Un poco por casualidad, cayeron en mis manos dos libros publicados en una colección juvenil (de la editorial Alfaguara) que merecen ser leídos por el público adulto. Son los libros de Susan E. Hinton en los que se basó (y muy fielmente, como se puede comprobar) Coppola para sus dos espléndidas películas Rebeldes y La ley de la calle.Rebeldes (publicada en Estados Unidos en 1967), se lee de un tirón e impresiona por la fuerza del estilo y la sabiduría social de su joven autora (17 años). Con su excesiva carga emocional, sus concesiones al sentimentalismo, su visión idílica de las relaciones de amistad y fraternidad, Rebeldes es una buena novela, bien escrita, que sabe mantener la atención y la tensión mientras plantea los problemas que en mayor o menor medida todos hemos tenido y que seguramente no hemos resuelto. Las luchas, la rivalidad profunda e irresoluble entre los greasers y los soes (los marginados y los niños bien) adquieren categoría emblemática.

En menos de una hora dí el salto -ocho años- que separa Rebeldes de La ley de la calle. Y en seguida se nota que estamos en otro terreno (y Coppola también lo vio así, dando otro enfoque estético a la película, mucho más dura y enigmática. Frente a los colores predominantemente azules de Rebeldes, en La ley de la calle sólo existe la gama que va del blanco al negro). Queda la nostalgia de aquella visión idílica, pero ya se sabe lo que es: pura nostalgia. Las pandillas de los barrios se han acabado. La droga manda. El carisma no sirve para nada. Las emociones se superan o se echan al cubo de la basura, los mitos se autodestruyen. El chico de la moto, que todo lo vivió y todo lo sabe, que nunca cuenta adónde va ni lo que ha visto, es consciente de que su mundo es como California: una preciosa joven salvaje, adicta a la heroína, que se asombraría de saber que se está muriendo mientras se siente llena de euforia.

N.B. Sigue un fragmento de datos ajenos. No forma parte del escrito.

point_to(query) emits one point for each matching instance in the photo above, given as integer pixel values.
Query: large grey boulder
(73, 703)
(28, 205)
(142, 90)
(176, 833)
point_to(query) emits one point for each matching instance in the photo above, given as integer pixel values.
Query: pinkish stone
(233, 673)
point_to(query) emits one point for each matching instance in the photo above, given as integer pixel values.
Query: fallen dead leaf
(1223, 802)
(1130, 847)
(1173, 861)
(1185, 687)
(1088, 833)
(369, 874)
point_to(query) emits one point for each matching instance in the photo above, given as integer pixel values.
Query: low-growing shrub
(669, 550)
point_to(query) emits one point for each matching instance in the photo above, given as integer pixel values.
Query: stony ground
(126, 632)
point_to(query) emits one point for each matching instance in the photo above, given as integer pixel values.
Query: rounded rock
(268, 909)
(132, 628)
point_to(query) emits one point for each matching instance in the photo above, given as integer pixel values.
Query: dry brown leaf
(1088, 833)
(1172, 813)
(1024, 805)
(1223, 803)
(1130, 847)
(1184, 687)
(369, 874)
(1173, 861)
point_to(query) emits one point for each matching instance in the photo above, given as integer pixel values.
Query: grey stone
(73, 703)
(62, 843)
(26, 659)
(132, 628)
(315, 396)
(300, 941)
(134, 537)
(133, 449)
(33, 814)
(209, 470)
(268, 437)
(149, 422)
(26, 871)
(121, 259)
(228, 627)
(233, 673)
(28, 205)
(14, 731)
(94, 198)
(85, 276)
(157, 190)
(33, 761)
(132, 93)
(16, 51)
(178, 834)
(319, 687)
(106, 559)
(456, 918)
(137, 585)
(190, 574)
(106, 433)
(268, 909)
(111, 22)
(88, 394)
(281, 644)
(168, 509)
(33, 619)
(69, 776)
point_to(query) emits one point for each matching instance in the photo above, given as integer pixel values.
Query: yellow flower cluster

Desde la perspectiva del hermano del chico de la moto, que es donde nos ha situado la autora, el mundo es bastante más confuso y menos categórico. Provisto de menos inteligencia y menos carisma, Rusty James no sabe mantener su puesto de jefe de grupo. Necesita a los demás y no renuncia a sus mitos, que se esfuman ante sus propios ojos. Una barrera infranqueable y bien visible le separa del mundo del bienestar y la integración social. Una barrera igualmente infranqueable, pero imposible de precisar, le separa del chico de la moto. Éstos son sus profundos y desgarradores dramas. Y con ellos tiene que afrontar la vida.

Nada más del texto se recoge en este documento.